Jonathan Jones

Why Ed Miliband’s Reagan-esque attack won’t work

Ed Miliband has taken inspiration for his 2015 attack line from an unlikely source: Ronald Reagan. In 1980, a week before the election between himself and incumbent President Jimmy Carter, Reagan told voters to ask themselves: ‘Are you better off than you were four years ago?’

At PMQs today, Ed Miliband told the Prime Minister ‘In 2015, people will be asking “Am I better off now than I was five years ago?”’ His hope, clearly, is that voters will decide the answer is ‘no’ — and that they’ll vote against the government as a result.

Miliband’s hopes are pinned on Office for Budget Responsibility forecasts, according to which average earnings will be lower, in real terms, at the next election than they were at the last, as this graph shows:

But even if that prediction does come to pass, Ed would be mistaken to think that he’ll be in Reagan’s position to Cameron’s Carter.

For one thing, Americans were better off in 1980 than they’d been in 1976: real income per capita was 7 per cent higher, and the number of people in work had risen by more than 10 million. If they’d really asked themselves the question Reagan told them to, they might well have re-elected Jimmy Carter. Instead, what Reagan correctly hoped voters would be asking, as Nate Silver put it in September, was ‘What have you done for me lately?’ Rather than looking at the past four years, they were focusing on the recent recession, during which employment dropped by 1.2 million. From 1979 to 1980, average incomes fell by 2.2 per cent.

Given voters seem to focus more on the last year than on the government’s whole term, those OBR figures might actually give Cameron (mild) cheer: they show real average earnings rising by 1.7 per cent in the last year of this Parliament when adjusted for CPI inflation, or by 0.6 per cent by RPI inflation.

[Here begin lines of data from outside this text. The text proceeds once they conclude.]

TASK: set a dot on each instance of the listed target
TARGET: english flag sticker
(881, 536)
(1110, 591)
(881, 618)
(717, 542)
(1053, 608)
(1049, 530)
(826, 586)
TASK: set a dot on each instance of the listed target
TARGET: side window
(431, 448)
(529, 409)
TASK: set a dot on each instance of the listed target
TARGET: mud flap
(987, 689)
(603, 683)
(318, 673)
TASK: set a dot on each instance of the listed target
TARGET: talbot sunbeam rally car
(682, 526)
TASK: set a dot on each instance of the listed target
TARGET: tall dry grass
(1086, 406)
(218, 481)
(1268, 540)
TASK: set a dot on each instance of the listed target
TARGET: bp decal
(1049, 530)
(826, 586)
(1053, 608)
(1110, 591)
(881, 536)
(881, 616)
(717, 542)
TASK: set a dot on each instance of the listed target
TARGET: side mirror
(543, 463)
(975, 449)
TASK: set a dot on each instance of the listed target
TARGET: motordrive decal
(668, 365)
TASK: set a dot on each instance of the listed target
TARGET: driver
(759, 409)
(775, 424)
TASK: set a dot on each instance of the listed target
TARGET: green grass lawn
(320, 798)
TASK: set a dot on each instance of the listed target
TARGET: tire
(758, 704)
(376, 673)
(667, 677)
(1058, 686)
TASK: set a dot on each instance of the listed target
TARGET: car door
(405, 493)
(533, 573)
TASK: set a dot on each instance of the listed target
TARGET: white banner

And, of course, real earnings are only one aspect of whether people think themselves ‘better off’. On another — employment — Miliband’s attack is unlikely to work very well. There are already 700,000 more people in work than there were at the last election — a figure the OBR expects to rise to about 1 million by 2015. And while it does forecast a slightly higher unemployment rate in 2015 Q2 (8.0 per cent) than in 2010 Q2 (7.9 per cent), that would still represent a fall of 0.3 points from the 8.3 per cent rate it forecasts for 2014 Q2.

Of course, all of this is based on forecasts that could turn out to be too optimistic or too pessimistic. But Miliband shouldn’t be confident that they point to a favourable election for him come 2015.